Marathon Petroleum – Climate Change (2020)
Outcome: Withdrawn after influencing Marathon Petroleum to establish modest GHG emissions intensity reduction targets. The Company has also tied achievement of this goal to executive compensation, which we believe will help ensure accountability.
RESOLVED: Shareholders request that the Marathon Petroleum Corporation (“Company”) board of directors develop a strategy to increase the scale and pace of the Company’s efforts to reduce its contribution to climate change, including establishing any medium- and long-term goals deemed appropriate by board and management that demonstrate this increased pace, with an eye toward the global commitments of the Paris Agreement.
In 2016 the Paris Agreement set a goal of keeping global temperature rise well below 2 degrees Celsius. This has resulted in national, state, and local regulations to address climate change and reduce greenhouse gas (GHG) emissions, including in six states where the Company currently operates refineries. In 2018 the Intergovernmental Panel on Climate Change outlined disastrous impacts if emissions do not decrease significantly by 2030 and reach net zero by 2050.
Climate change has the potential to adversely impact the Company’s business. As the Company notes in its most recent 10-K, the cost to comply with potential further climate change-related regulation could be significant, and the Company could face increased climate-related litigation with respect to its operations or products.
In 2017 the Financial Stability Board’s Task Force on Climate-related Financial Disclosures (TCFD) recommended that companies adopt targets to manage climate-related risks and disclose related strategies. Global financial firms responsible for assets in excess of US $118 trillion have announced their support for the TCFD and its work.
Sixty-three percent of Fortune 100 companies have established targets that will lead to emissions reductions (Source: Power Forward 3.0), including several of Marathon’s peer companies.
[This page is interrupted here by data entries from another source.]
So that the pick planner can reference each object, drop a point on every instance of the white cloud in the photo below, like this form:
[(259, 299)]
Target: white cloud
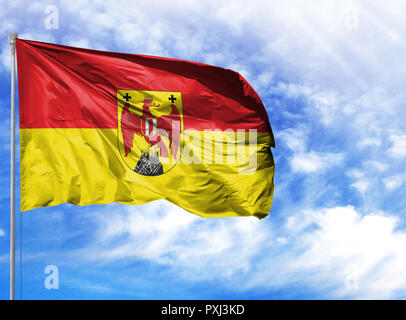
[(394, 182), (329, 246), (398, 148), (317, 249), (166, 234), (312, 162)]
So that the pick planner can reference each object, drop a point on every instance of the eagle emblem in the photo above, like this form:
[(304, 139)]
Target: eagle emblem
[(150, 126)]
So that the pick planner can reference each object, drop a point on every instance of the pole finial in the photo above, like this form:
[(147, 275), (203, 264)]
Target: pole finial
[(13, 37)]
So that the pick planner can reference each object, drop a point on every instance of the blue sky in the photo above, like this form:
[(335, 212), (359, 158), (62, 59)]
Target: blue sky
[(331, 75)]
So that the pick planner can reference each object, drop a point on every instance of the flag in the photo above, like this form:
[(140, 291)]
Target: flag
[(98, 127)]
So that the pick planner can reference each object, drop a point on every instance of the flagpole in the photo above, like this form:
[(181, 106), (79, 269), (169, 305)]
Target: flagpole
[(13, 37)]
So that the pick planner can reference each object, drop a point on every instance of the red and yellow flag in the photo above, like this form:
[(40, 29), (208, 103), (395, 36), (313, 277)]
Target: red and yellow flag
[(99, 127)]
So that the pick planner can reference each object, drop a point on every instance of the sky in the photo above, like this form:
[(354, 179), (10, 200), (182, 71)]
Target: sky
[(332, 76)]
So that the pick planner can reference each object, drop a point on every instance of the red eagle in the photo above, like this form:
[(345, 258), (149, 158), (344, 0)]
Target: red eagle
[(151, 128)]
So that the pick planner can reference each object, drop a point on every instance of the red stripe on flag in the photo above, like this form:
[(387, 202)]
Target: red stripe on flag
[(67, 87)]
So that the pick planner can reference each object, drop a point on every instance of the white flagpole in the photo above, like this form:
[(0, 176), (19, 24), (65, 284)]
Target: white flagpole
[(13, 37)]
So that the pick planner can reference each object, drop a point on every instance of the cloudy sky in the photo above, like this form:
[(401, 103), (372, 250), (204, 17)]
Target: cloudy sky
[(332, 75)]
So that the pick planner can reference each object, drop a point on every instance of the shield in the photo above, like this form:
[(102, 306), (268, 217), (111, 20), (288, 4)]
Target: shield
[(150, 127)]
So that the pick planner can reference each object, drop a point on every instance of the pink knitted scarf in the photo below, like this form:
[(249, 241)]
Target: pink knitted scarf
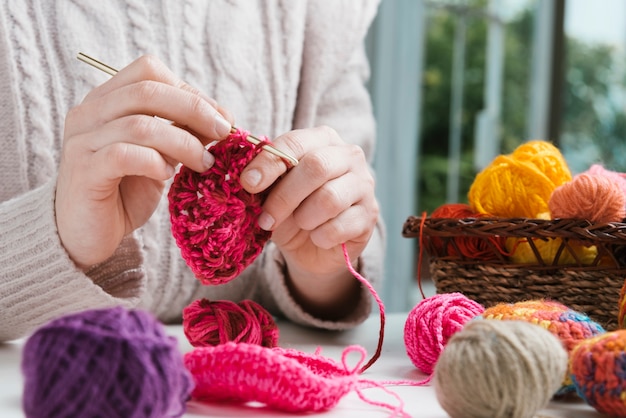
[(280, 378), (214, 220)]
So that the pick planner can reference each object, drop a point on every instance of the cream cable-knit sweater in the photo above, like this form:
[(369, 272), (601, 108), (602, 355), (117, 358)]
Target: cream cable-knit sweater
[(277, 65)]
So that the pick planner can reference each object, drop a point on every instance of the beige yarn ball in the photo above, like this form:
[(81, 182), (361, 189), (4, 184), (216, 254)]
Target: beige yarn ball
[(495, 369)]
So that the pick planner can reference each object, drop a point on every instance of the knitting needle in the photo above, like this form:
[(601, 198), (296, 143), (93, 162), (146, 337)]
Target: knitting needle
[(250, 138)]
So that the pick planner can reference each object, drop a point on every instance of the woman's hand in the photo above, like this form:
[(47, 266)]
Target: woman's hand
[(117, 155), (326, 200)]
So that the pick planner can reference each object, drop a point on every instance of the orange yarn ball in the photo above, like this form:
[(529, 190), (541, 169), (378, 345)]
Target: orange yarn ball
[(596, 198), (469, 247), (520, 184)]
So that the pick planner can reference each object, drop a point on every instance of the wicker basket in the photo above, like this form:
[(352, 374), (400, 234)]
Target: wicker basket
[(593, 289)]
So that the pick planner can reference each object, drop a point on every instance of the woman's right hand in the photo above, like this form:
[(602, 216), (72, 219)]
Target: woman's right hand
[(117, 156)]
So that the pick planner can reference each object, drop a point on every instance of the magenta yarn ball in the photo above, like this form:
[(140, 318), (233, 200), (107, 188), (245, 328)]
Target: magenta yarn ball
[(104, 363), (432, 322)]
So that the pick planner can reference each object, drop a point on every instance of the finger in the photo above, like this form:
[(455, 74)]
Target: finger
[(330, 200), (173, 143), (263, 171), (353, 225), (151, 98), (315, 171), (121, 159), (146, 67)]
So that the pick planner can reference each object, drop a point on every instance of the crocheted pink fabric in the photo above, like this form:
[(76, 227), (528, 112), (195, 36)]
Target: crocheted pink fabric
[(280, 378), (214, 220)]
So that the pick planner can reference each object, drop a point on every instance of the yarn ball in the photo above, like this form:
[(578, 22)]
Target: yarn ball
[(432, 322), (214, 220), (569, 326), (519, 184), (485, 249), (550, 251), (617, 177), (280, 378), (597, 368), (596, 198), (104, 363), (494, 369), (546, 157), (210, 323)]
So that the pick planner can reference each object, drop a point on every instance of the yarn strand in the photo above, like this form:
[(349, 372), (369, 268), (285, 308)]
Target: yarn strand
[(381, 308)]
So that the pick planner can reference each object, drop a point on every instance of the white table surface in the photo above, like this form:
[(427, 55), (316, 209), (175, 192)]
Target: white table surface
[(393, 364)]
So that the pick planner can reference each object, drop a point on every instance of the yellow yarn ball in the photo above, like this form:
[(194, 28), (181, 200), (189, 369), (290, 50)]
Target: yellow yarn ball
[(519, 184)]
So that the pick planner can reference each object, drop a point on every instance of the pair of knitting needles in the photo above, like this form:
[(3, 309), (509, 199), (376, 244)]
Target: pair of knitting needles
[(250, 138)]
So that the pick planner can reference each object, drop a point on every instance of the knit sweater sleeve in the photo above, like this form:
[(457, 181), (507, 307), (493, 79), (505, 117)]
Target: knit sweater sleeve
[(332, 93), (39, 282)]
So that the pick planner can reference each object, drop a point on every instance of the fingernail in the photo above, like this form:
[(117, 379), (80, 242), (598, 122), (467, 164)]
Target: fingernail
[(208, 160), (252, 177), (222, 126), (266, 221)]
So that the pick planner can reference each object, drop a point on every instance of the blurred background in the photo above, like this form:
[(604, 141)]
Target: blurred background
[(457, 82)]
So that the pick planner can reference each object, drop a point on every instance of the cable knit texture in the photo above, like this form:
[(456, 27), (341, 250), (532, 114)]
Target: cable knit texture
[(277, 65)]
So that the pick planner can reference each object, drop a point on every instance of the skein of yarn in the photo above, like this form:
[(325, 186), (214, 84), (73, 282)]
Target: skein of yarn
[(104, 363), (210, 323), (432, 322), (495, 369), (519, 184), (597, 368), (596, 198), (569, 326), (470, 247), (214, 220)]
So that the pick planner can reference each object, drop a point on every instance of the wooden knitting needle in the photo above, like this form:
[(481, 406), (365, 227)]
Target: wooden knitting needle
[(250, 138)]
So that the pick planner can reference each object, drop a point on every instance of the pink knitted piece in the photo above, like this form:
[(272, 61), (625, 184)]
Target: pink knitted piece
[(280, 378), (214, 220)]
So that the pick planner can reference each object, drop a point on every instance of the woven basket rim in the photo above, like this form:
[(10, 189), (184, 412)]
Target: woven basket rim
[(606, 237), (578, 229)]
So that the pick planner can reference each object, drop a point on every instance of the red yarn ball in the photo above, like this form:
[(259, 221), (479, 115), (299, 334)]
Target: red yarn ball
[(596, 198), (487, 248), (214, 220), (210, 323), (432, 322)]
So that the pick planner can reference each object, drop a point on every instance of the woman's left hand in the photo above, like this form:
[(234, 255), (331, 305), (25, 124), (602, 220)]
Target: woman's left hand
[(326, 200)]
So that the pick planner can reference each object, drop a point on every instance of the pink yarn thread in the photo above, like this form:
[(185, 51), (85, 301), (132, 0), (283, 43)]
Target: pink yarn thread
[(209, 323), (283, 379), (214, 220), (432, 322)]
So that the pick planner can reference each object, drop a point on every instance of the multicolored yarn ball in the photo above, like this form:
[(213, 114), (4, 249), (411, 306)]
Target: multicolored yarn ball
[(493, 369), (569, 326), (280, 378), (214, 220), (596, 198), (597, 368), (519, 184), (470, 247), (210, 323), (432, 322), (104, 363)]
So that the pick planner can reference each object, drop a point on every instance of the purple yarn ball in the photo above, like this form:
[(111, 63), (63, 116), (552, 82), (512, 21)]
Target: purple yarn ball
[(104, 363)]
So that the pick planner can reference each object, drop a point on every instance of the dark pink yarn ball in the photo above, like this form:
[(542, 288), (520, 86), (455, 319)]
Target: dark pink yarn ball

In September 2019, the members of the Oil and Gas Climate Initiative collectively committed to setting GHG targets. BP, Chevron, ConocoPhillips, Equinor, Suncor and Shell have all set targets to reduce their GHG intensity, in many cases linking these goals to executive compensation. GHG goal setting is quickly becoming an investor expectation in this sector.
We acknowledge the Company’s efforts to address its climate challenges as outlined in its three Perspectives on Climate-Related Scenarios reports. The most recent of these reports mentions a Company goal to reduce its scope 1 and 2 GHG emissions but provides no details nor does it address the Company’s significant scope 3 emissions from its products. The Company has improved the energy efficiency of its operations, but the efficiency and emissions impact of these efforts has slowed in recent years. The Company is a significant producer of ethanol and biodiesel, but its investments in next generation biofuels lack the ambition needed to meet international emissions targets.
All this suggests that, as the largest independent petroleum product refining, marketing, retail and midstream business in the United States, the Company needs to accelerate the scale and pace of its efforts
to assure investors it is adequately managing the risks associated with climate change and making the transition to a low carbon future.